Tools are where agents meet reality: APIs time out, permissions fail, schemas change, and dependencies degrade. If your system treats all tool errors the same, you get the worst outcomes: infinite retries, duplicated side effects, user confusion, and high costs.
Good tool error handling is a combination of engineering discipline (contracts, idempotency) and operational discipline (telemetry, runbooks).
Start with an error taxonomy
Agents need machine-readable errors. A practical taxonomy:
- retryable. Timeouts, transient 5xx, dependency instability.
- non_retryable. Validation errors, missing required fields.
- auth. 401/403, missing permissions, expired tokens.
- conflict. Concurrency conflicts, stale versions.
- rate_limited. 429s, quota exhaustion.
This improves both agent behaviour and dashboards (see AI error taxonomy).
Define retry budgets, not infinite retries
Retries should be bounded and intentional:
- Retry count. e.g. 2-3 retries for retryable classes.
- Retry window. Stop retries after a short time budget.
- Per-tool budgets. Tools with side effects get stricter rules.
- Per-run budgets. Cap total retries per agent run (see loop prevention).
Use exponential backoff and jitter
Backoff prevents retry storms. Use exponential backoff with jitter for retryable errors. For rate limits, respect server-provided retry-after hints. Track retry effectiveness: retries that never succeed are waste.
Make tools safe to retry: idempotency and contracts
The safest retry policy is still dangerous if tools are not idempotent. Controls include:
- Idempotency keys. Prevent duplicated writes on retry.
- Strict schemas.

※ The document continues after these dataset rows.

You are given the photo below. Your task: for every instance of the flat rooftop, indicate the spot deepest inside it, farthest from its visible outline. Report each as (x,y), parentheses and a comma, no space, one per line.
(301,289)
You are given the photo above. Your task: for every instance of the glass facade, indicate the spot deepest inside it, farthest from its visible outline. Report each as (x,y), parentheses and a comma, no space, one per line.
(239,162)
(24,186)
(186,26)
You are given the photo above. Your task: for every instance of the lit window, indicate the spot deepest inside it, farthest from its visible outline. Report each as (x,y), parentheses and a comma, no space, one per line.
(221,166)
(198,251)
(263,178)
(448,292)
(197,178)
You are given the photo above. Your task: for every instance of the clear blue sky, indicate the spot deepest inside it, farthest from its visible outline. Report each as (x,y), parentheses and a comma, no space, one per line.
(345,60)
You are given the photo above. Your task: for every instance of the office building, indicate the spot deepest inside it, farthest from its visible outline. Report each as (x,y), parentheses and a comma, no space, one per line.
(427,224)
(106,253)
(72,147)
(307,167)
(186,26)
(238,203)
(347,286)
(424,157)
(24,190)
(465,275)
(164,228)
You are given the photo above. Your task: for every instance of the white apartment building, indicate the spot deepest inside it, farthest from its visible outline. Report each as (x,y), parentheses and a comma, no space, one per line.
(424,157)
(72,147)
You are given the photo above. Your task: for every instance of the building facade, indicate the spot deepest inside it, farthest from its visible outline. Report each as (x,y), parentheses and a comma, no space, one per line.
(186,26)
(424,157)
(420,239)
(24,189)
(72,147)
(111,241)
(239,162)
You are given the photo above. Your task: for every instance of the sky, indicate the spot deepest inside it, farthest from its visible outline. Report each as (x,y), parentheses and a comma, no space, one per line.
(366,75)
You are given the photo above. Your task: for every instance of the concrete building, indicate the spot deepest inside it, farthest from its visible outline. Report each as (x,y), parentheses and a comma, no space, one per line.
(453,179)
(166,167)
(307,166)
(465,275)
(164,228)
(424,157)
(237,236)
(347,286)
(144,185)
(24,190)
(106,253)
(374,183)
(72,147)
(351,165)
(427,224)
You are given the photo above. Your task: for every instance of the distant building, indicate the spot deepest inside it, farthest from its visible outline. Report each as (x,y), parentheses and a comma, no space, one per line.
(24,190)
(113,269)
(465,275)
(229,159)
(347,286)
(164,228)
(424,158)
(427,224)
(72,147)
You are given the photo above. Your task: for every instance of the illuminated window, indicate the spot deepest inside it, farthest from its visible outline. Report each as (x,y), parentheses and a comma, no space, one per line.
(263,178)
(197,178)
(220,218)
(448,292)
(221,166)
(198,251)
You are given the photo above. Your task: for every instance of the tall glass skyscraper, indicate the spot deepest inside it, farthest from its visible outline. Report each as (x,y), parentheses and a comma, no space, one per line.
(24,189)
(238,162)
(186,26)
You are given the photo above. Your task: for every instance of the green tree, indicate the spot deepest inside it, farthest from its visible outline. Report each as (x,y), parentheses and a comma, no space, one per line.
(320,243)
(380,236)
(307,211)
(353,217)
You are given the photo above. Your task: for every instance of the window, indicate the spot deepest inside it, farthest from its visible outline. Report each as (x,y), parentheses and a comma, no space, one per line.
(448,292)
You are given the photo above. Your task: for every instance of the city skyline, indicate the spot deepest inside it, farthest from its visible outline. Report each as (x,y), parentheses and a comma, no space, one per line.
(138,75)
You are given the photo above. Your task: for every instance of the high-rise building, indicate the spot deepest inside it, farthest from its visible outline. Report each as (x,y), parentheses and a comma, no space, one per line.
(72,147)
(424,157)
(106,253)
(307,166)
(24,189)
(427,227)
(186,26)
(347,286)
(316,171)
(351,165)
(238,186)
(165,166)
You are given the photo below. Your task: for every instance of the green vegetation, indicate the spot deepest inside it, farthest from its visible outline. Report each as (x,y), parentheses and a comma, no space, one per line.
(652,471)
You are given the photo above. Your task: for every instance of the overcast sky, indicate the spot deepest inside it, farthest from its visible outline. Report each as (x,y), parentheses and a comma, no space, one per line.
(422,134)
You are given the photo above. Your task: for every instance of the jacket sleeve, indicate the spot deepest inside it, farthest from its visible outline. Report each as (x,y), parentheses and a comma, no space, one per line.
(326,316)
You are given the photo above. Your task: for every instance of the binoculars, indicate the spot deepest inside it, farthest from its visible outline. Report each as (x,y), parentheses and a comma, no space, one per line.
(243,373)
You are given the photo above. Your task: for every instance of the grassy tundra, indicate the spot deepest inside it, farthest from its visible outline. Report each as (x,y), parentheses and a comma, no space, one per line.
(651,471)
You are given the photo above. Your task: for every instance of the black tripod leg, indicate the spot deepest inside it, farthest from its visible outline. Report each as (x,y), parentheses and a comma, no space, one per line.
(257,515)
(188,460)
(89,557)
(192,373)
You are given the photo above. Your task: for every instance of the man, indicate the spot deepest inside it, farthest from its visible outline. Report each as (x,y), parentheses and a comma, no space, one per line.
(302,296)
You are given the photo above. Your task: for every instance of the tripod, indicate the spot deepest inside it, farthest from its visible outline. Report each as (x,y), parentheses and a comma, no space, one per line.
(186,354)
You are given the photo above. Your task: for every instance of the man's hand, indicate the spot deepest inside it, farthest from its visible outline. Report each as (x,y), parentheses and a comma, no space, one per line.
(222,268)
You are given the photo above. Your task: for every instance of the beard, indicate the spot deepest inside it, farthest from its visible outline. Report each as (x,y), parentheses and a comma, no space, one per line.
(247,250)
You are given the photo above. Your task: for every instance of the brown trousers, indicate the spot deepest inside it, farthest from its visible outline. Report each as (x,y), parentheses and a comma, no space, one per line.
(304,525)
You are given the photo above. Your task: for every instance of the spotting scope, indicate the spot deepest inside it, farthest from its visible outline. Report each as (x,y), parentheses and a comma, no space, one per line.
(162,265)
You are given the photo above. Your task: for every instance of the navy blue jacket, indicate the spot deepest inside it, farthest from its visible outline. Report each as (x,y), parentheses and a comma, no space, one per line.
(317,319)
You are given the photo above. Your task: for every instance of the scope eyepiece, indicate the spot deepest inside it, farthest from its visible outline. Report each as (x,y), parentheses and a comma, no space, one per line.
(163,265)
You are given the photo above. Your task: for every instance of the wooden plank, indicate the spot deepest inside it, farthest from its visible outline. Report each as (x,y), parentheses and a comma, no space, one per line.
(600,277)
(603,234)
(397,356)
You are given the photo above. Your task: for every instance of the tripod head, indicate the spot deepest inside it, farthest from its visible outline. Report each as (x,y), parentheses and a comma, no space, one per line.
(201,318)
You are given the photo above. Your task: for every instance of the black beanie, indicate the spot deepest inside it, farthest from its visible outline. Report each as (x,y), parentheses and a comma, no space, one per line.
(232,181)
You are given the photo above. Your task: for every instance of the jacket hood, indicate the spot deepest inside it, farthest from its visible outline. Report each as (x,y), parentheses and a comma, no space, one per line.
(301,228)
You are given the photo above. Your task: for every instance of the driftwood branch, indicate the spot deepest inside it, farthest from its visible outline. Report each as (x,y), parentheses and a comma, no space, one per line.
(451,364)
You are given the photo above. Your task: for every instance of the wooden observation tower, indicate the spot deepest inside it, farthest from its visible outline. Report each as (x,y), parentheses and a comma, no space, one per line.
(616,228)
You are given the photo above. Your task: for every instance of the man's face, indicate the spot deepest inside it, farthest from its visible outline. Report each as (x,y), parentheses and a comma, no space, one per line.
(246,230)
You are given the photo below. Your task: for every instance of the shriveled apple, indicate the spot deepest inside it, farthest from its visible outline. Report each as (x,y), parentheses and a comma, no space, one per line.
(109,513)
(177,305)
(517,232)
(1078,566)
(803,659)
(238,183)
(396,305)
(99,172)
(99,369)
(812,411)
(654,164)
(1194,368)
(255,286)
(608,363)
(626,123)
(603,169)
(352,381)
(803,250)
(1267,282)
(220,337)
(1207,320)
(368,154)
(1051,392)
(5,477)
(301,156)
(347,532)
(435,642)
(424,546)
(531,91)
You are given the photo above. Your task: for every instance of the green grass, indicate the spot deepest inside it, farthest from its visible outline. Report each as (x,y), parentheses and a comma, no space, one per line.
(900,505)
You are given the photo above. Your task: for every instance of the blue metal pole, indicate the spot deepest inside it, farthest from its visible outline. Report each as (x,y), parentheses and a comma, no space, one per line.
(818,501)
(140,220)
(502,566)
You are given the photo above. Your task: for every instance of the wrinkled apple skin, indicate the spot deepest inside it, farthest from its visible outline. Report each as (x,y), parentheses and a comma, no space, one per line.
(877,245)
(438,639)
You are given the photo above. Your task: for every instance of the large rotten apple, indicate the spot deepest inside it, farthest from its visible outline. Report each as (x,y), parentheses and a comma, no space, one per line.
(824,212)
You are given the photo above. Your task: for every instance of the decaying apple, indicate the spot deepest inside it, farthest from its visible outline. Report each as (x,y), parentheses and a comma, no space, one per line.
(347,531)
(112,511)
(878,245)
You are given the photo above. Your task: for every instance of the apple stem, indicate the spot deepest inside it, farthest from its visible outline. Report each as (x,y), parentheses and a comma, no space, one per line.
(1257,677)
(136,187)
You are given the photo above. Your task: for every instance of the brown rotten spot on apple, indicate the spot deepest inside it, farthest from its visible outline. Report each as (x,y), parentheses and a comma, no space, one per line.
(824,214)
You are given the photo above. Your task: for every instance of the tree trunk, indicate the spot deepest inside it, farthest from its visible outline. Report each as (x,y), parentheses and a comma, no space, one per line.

Validate inputs deterministically (see structured validation).
- Versioned contracts. Add backward-compatible changes and deprecation windows (see tool contracts).
Use circuit breakers and degradation modes
When a dependency is unhealthy, retries often make it worse. Add circuit breakers:
- Stop calling a failing tool for a short cooldown.
- Switch to alternative routes or modes.
- Use a safe partial answer or handoff path.
These patterns belong in your broader fallback strategy (see fallback and degradation).
Make errors user-visible in a helpful way
Agents should not hide tool errors behind vague replies. A useful user message includes:
- What failed (system name or action category, not internal stack traces).
- What the system tried, and what it will do next.
- How the user can proceed (retry later, provide missing info, request escalation).
For sensitive actions, route to approvals instead of retries (see approvals).
Operationalise with tracing and runbooks
Finally, treat tool errors like any production system:
- Trace runs end-to-end to locate where failures occur (see run tracing).
- Create runbooks for top tool failure modes (see alerting and runbooks).
- Feed incidents back into regression tests (see incident response).
Agents become reliable when tool failures become predictable. That is achieved with clear error classes, bounded retries, safe tool design, and operational feedback loops.